Jane Hoelscher remembers her fifth-grade teacher in Michigan calling her dad a “baby killer” for being a Soldier in Vietnam in 1965-66. She remembers the protesters at the airport spitting in her dad’s face when he returned home.

She remembers two Soldiers mistakenly coming to her house to tell them that her dad was killed in Vietnam even though he was at work at his steel mill job in 1968.

But none of that stopped Hoelscher from joining the Army in 1975.

“I was the oldest (of three children). I wanted to be independent,” she said.

Hoelscher, an elementary school teacher in Clayton County, Georgia, near Atlanta, served in the Army from 1975-81 and she left as a sergeant.

“I believe that the military gave me integrity, dignity, respect – respect for myself and respect for others – and a firm work ethic,” she said.

Besides wanting the independence, she also joined because she liked traveling and she wanted training for a job. She was used to traveling from growing up in an Army family with her parents and younger sister and brother.

Her father, Robert Harrison, first served from 1952-54, then married her mother and he joined again in 1956 and served until 1966. He left active duty as a staff sergeant when he returned home in 1966 and he retired from the Reserve in 1981 as a first sergeant. Harrison, a heavy smoker, died in 1983 from a massive heart attack. He was 53.

“Being that I was the oldest, I was very influenced by the military when I was a child,” Hoelscher said.

She graduated from high school in Riverview, Michigan, in 1973. Her father had always told her she needed a college degree if she was going to succeed. Hoelscher went to Monroe Community College in Monroe, Michigan, from 1973-75 and earned an associate degree in journalism.

Mature for her age, at college she connected with older students who were Vietnam veterans. She knew what rank they had when they wore their old uniform shirts in the cafeteria. They were using the GI Bill which was about to change after 1975. Hoelscher got accepted to Central Michigan University but she didn’t have the money she needed. She ended up with two part-time jobs at the local mall.
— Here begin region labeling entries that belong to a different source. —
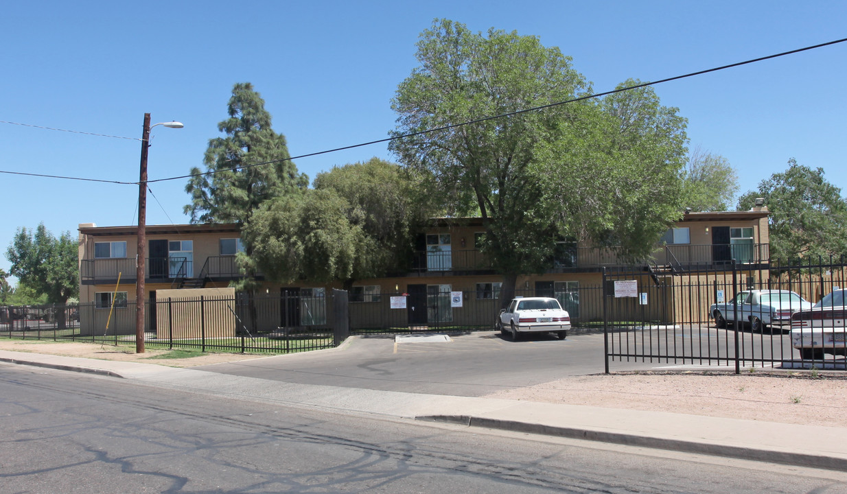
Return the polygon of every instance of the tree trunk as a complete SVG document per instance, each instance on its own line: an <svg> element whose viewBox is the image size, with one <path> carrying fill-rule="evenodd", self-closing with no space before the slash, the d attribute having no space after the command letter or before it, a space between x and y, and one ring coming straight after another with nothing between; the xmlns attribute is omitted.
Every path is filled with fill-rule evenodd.
<svg viewBox="0 0 847 494"><path fill-rule="evenodd" d="M500 286L500 308L506 308L515 297L515 286L518 285L518 275L503 275L503 284Z"/></svg>

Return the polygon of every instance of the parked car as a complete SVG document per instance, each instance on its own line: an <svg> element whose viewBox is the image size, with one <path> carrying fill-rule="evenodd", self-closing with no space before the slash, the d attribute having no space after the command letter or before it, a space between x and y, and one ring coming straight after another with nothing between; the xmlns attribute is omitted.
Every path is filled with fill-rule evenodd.
<svg viewBox="0 0 847 494"><path fill-rule="evenodd" d="M571 316L559 301L548 297L518 297L501 309L495 325L504 337L517 340L522 333L556 333L567 337Z"/></svg>
<svg viewBox="0 0 847 494"><path fill-rule="evenodd" d="M805 359L847 355L847 290L834 290L791 316L791 346Z"/></svg>
<svg viewBox="0 0 847 494"><path fill-rule="evenodd" d="M753 331L761 332L773 326L780 326L781 330L782 326L791 324L792 314L809 308L811 302L789 290L749 290L739 292L729 302L713 303L709 314L718 328L727 327L727 323L738 325L738 322L742 325L749 324Z"/></svg>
She discussed her options with her father, who was then in the Reserve, and decided the Army was her best option. She wanted to join before Christmas 1975 would bring a change in the GI Bill so she entered that October. Her mother, Helen Harrison, remembering the Army’s mistaken identity death report in 1968, got upset about her decision. Her mother died last May.

Hoelscher did basic training at Fort Jackson, South Carolina. She had advanced individual training at Fort Gordon, Georgia, as a radio teletype Morse code operator. Coincidentally her dad had been a radio teletype operator and infantryman. She went to Fort Riley, Kansas, Fort Leonard Wood, Missouri, and finally Darmstadt, Germany, from 1979-81 where she finished her career.
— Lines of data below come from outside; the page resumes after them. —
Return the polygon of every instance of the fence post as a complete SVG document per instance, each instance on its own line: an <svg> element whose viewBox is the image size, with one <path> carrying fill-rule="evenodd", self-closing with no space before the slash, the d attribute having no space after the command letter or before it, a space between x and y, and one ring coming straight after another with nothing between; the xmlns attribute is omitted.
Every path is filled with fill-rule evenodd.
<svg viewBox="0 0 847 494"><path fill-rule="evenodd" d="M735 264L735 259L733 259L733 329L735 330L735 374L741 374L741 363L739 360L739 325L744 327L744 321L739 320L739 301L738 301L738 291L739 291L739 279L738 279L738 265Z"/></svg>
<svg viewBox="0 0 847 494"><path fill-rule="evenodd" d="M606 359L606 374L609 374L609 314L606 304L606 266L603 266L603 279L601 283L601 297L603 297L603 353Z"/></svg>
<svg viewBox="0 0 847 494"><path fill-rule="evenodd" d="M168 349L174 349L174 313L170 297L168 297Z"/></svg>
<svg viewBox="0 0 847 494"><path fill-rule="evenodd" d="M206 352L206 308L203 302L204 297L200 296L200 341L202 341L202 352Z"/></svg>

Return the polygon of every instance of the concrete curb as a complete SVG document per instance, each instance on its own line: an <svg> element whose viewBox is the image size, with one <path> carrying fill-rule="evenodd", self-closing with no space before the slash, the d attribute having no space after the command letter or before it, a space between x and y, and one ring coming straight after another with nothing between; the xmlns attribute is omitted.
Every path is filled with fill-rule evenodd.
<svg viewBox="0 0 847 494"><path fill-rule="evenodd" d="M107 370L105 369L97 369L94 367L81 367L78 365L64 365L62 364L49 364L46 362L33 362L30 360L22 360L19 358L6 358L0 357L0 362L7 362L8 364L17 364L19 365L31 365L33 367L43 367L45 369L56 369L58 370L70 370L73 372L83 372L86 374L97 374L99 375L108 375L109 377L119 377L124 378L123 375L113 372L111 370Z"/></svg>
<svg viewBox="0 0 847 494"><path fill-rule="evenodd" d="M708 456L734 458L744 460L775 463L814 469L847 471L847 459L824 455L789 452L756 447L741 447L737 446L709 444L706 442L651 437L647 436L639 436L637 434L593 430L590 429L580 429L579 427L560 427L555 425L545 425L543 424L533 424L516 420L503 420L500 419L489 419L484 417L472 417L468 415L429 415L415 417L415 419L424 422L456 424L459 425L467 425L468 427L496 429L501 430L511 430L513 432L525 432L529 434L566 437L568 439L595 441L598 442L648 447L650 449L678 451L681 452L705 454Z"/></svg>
“I was one of the last groups of WACs (Women’s Army Corps),” Hoelscher said.

She earned a bachelor’s in elementary education from Drury University in 1987, a master’s in early childhood education from West Georgia in 1998 and a specialist degree from Lincoln Memorial University in 2012.

She did her student teaching in Missouri and she served as a teacher for the Department of Defense in Germany from 1990-92. She saw the Berlin Wall come down while working in Bamberg after seeing the wall go up as a child while her dad was stationed in Germany. She arrived in Georgia in the summer of 1992 and she has taught in Clayton County the past 28 years. She plans to retire June 1 after more than 30 years of teaching.

Her former husband, William, a veteran of the Persian Gulf War, died from cancer in 2014. Her daughter, Julie, who was born in Frankfurt, Germany, resides in Atlanta.

Hoelscher, 65, who resides in Henry County, Georgia, plans to resume traveling after the pandemic. She also enjoys reading historical fiction.

She shared her thoughts on this nation’s commemoration of 50 years since the Vietnam War.

“We have to learn from our mistakes,” she said. “And we have to face the challenges of the next century. We have to use technology to make our lives better but technology doesn’t need to rule our lives.”

Editor’s note: This is the 307th in a series of articles about Vietnam veterans as the United States commemorates the 50th anniversary of the Vietnam War.